Monday, July 23, 2012

Animal Fables and Claws of Calamity


“The hand of destiny drew down before the eye of my vision also the curtain of carelessness; and clear-sighted reason, and far-seeing prudence kept me behind the dark screen of ignorance and folly, and thus the whole of us were all at once overtaken with the hand of trouble and the claw of calamity.”
-  Anvar-I-Suhali, or The Lights of Canopus, Being the Persian Version of The Fables of Pilpay; or the book “Lalilah And Damnah”, Chapter III, On the Agreement of Friends and the Advantages of Their Mutually Aiding One Another.
What do you think of when you think of animal fables? Do you think about the tortoise and the hare, and the moral that slow and steady once won the race? An animal fable is a story with a moral conveyed by animals that personify various moral characteristics. Perhaps fables were concocted by teachers to provide moral guidance to students who couldn’t read or write. We don’t need fables these depraved days, and not only because we (allegedly) can read. Fables might have been helpful in the days when we didn’t worry only about what was strictly legal, but also considered moral values like integrity, honesty and compassion. You don’t need Aesop today if you have a lawyer who can interpret tax codes, locate offshore shelters, and crawl through sewers of legal loopholes that serve to enrich hares at the expense of tortoises.
Fables are intended to illustrate such moral lessons as: pride goes before a fall; or how if you’re natural prey, you should be careful before befriending a predator; or how you should never order the meatloaf at a place called Mom’s.  Apart from the fact that most of us don’t know much about the moral characteristics of lions and mice, many traditional animal fables have no moral traction these days. Some fables have been worn into smooth clichés while retaining the animal characters in the underlying story: don’t count your chickens before they hatch; don’t look a gift horse in the mouth.
Most of the simplistic stories attributed to Aesop include only two characters like an ant and a grasshopper.

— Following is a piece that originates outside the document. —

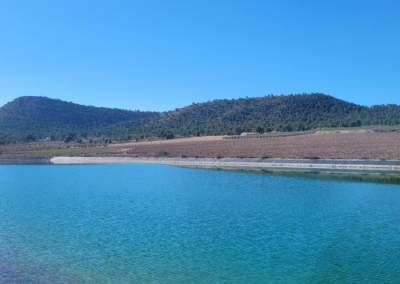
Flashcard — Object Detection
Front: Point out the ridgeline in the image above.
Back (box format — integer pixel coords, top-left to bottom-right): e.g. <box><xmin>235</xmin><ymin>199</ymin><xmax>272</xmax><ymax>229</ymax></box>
<box><xmin>0</xmin><ymin>93</ymin><xmax>400</xmax><ymax>144</ymax></box>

Possibly, the simple cast of characters was intended to explain the lessons at their most fundamental and un-misunderstand-able level. I have always liked animal fables, and I wondered how I could make animal fables more appealing to contemporary students.

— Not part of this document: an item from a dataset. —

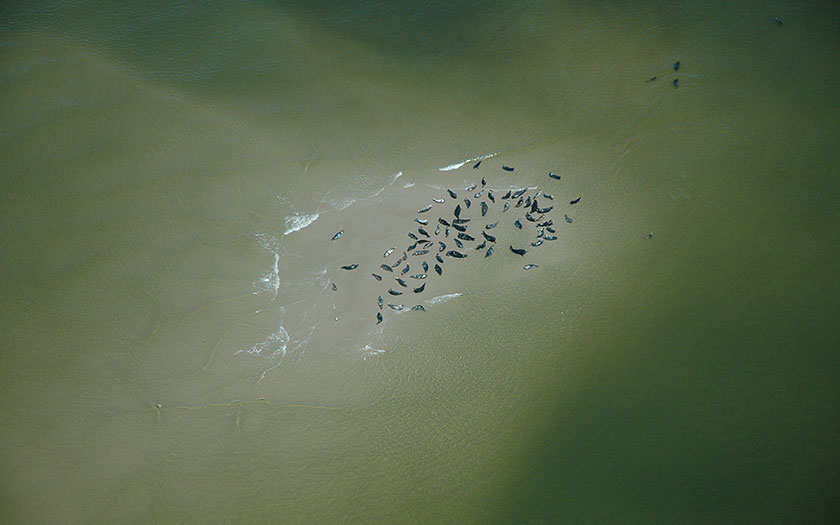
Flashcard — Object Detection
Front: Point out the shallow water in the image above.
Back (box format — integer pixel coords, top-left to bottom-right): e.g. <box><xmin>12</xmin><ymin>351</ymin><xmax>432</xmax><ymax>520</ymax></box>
<box><xmin>0</xmin><ymin>1</ymin><xmax>840</xmax><ymax>522</ymax></box>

Perhaps if I updated the characters and the settings, the fables would have more of an impact. A professor at the place I once worked has done that here.  For example, check out a contemporary interpretation of the fable ant and the grasshopper. The problem is that it’s no longer an animal fable – it’s a college student fable.
Or, perhaps animal fables have fallen out of favor these days because life is more complicated. Suppose we just need more drama and interest in our stories than old-fashioned Aesop preached? What about catchy names and places? For example, at least Ambrose Bierce’s fables included politicians, and intriguing proper place names like the City of Prosperous Obscurity. But here again, we’ve lost the animals.
So what if we kept the animals and just threw in more plot twists and complexity? The ancient Persian Lights of Canopus is a good source of more elaborate fables, for example the one about  the Crow, and the Mouse, and the Pigeon, and the Tortoise, and the Stag. There's another bonus apart from having a bigger cast. These animal fables include some of the most awesome metaphors ever, and like the example above, they mix more than a bartender in the Fox corporate suite at a Republican Party Convention. Here’s an example: “…the vessel of my life has fallen into a whirlpool, such that the mariner of deliberation is unable to set me free; and the cord of my existence is broken in such wise, that the finger-tip of thought is baffled in attempting to unite it.”  That really resonates with me although I confess I've always had a soft spot for fingertips scratching my brain.
So, then I got to thinking how about fables with more contemporary characters? I wonder what kind of moral can I make out of the fable of the Flash Drive, the Smart Card and how despite the boasts implied in their names they are outsmarted by the Spambot.  Or how about one where a woman marries a corporation? Upon consideration, this would risk offending those who consider valid marriage to be only between a man and a woman, (including between a 12-year-old girl and her rapist – a marriage that many men in Afghanistan consider to be completely reasonable). Besides, the moral of such a fable depresses me because we’ve all been screwed by a corporation at one time or another so technically, we’re already married, and we know how that one plays out. Besides, no animals.
So, what if I created my own animal fable, but make it even more spectacular by using animals whose very existence is questionable? How about a fable about involving a Squonk Hunting a Snark? Or maybe the Snark should hunt the Squonk?  According to Wikipedia (which is always 100% true) a Squonk (aka, Lacrimacorpus dissolvens) comes from Latin words meaning "tear", "body", and "dissolve". A Squonk is hard to catch. “Hunters who have attempted to catch Squonks have found that the creature is capable of evading capture by dissolving completely into a pool of tears and bubbles when cornered” - which I totally get. And only Lewis Carroll knows what a Snark is. All I have to do is figure out what moral I want these characters to illustrate. But then how could I ever top this? It’s a “fun with fables” site that is structures like a “choose your own adventure” story where you can select for the type of animal, the character trait or the moral of the story.
So, for now, I think I’m out of the animal fables business. Besides, I have to master the mixed metaphor first.